The purpose of the section is to excuse company officers from liability in situations where it would be unjust and oppressive not to do so, recognising that such officers are business men and women who act in an environment involving risk in commercial decision making.
In reliance upon this authority he submitted that the director's duty is not limited by the state of the director's knowledge, experience, ignorance or inaction.
166 Mr Thomson submitted that it would be an erroneous application of s1318 to relieve a director who was utterly ignorant of and completely indifferent to the Company's financial affairs. It is suggested such epithets accurately describe Mr Brown.
167 Mr Thomson submits that the matters which would count strongly against granting the relief to Mr Brown include the following:
(a) Mr Brown has not been able to make out a defence pursuant to s588H.

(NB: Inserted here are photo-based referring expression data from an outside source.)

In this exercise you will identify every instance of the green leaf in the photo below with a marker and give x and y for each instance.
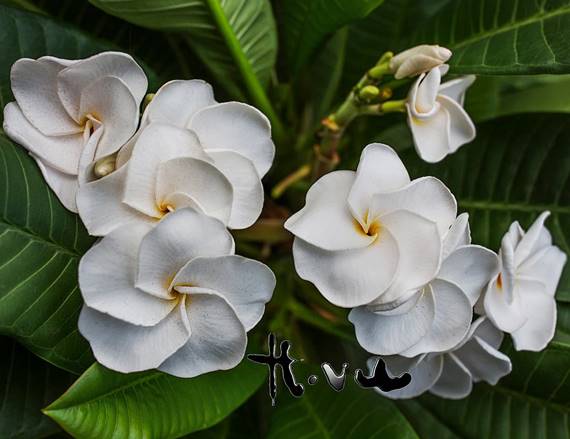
(503, 37)
(306, 23)
(106, 404)
(236, 39)
(322, 413)
(40, 246)
(27, 385)
(494, 96)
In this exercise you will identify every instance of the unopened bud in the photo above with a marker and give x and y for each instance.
(369, 93)
(147, 99)
(418, 60)
(104, 166)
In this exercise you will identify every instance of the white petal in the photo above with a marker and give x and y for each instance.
(455, 380)
(532, 241)
(348, 278)
(110, 102)
(34, 86)
(59, 152)
(427, 91)
(177, 101)
(392, 333)
(245, 283)
(483, 329)
(218, 339)
(198, 179)
(158, 143)
(456, 88)
(379, 170)
(483, 361)
(458, 235)
(64, 185)
(237, 127)
(181, 236)
(540, 310)
(452, 320)
(426, 196)
(461, 127)
(419, 247)
(247, 188)
(506, 316)
(326, 221)
(544, 266)
(425, 371)
(130, 348)
(431, 134)
(101, 207)
(107, 275)
(470, 267)
(72, 81)
(508, 268)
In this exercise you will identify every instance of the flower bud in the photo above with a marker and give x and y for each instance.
(417, 60)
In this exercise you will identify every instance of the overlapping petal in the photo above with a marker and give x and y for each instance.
(181, 236)
(217, 340)
(237, 127)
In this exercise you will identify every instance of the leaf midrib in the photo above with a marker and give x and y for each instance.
(493, 205)
(135, 383)
(540, 16)
(38, 238)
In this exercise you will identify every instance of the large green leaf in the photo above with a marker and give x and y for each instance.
(106, 404)
(501, 37)
(236, 39)
(353, 413)
(27, 385)
(306, 23)
(495, 96)
(40, 246)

(b) Mr Brown's complete disregard of his obligations as a director to acquaint himself with the Company's affairs in relation to its financial management.
(c) The fact that Mr Brown's failures as referred to in (b) allowed the Company's business to be ruined by fraud and mismanagement on the part of those he left entrusted and, it is submitted wholly unchecked, to carry out the functions.
(d) Mr Brown's failure to intelligently enquire or ascertain the facts when there were the clearest grounds to do so. On this topic Mr Thomson referred to the question of cash receipts and Mr Brown's failure to follow his suspicions through, his failure to address the Company's need for additional working capital which it is submitted he recognised in late 1994 and his failure to clarify the position of the building project at Douglas Park when he was aware that subcontractors were being dragged away from other projects.
(e) Mr Brown had available to him all the armoury of legal powers necessary to ensure that the loss suffered by the Company was not so suffered. Mr Thomson emphasised the lack of such armoury in the unsecured creditors and points to the fact that Mr Brown had ready access to those who could have assisted him including Mr Brangwin or alternatively Mr Brown's son who had some accountancy training. He failed to seek such assistance.
168 The fact that Mr Brown has not been able to make out a defence under s588H does not of itself have much bearing on the exercise of my discretion. If Mr Brown had been able to make out his defence I would not have to consider exercising my discretion under s1318. It is more the circumstances of the breach of duty to which there is no successful defence to which I must have regard.
169 I do not agree that the epithets utterly ignorant and completely indifferent are accurate descriptions of the way in which Mr Brown approached the Company's financial situation. There were matters of which he was not ignorant and certainly there were matters to which he was not indifferent. His annual attendance upon Mr Brangwin and the receipt of explanations about the company's financial position at that time which he regarded as adequate is support for that view. Additionally he gave evidence that his son explained some aspects of the financial statements to him. This is not the measure of a man who is utterly ignorant or completely indifferent.
170 Although I have found that it was reasonable for Mr Brown to rely on others in respect of the financial management of the company it does not follow that it was reasonable for him not to make some enquiry in respect of the financial affairs of the Company particularly during 1994.
171 Without reiterating the matters of which he was aware in late 1994 and accepting the version of the conversation with Mrs Kenna on 22 March 1995 that he gave in evidence before me, I am of the view that the enquiry he did make was very cursory indeed. This is so particularly having regard to the fact that he was also aware that he had effectively been kept in the dark about those extra projects being taken on by the Company.
172 It is clear that he was extremely busy but this should not have prevented him from speaking to Mr Kenna or Mr Brangwin (even on the telephone) about the effect of the extra projects and/or the deposits of cash. He could have informed Mr Brangwin that the Company was in the habit of receiving cash payments in the course of its business. Alternatively he could have raised the matters with his son and asked him to assist him in an approach to Mr Kenna or Mr Brangwin.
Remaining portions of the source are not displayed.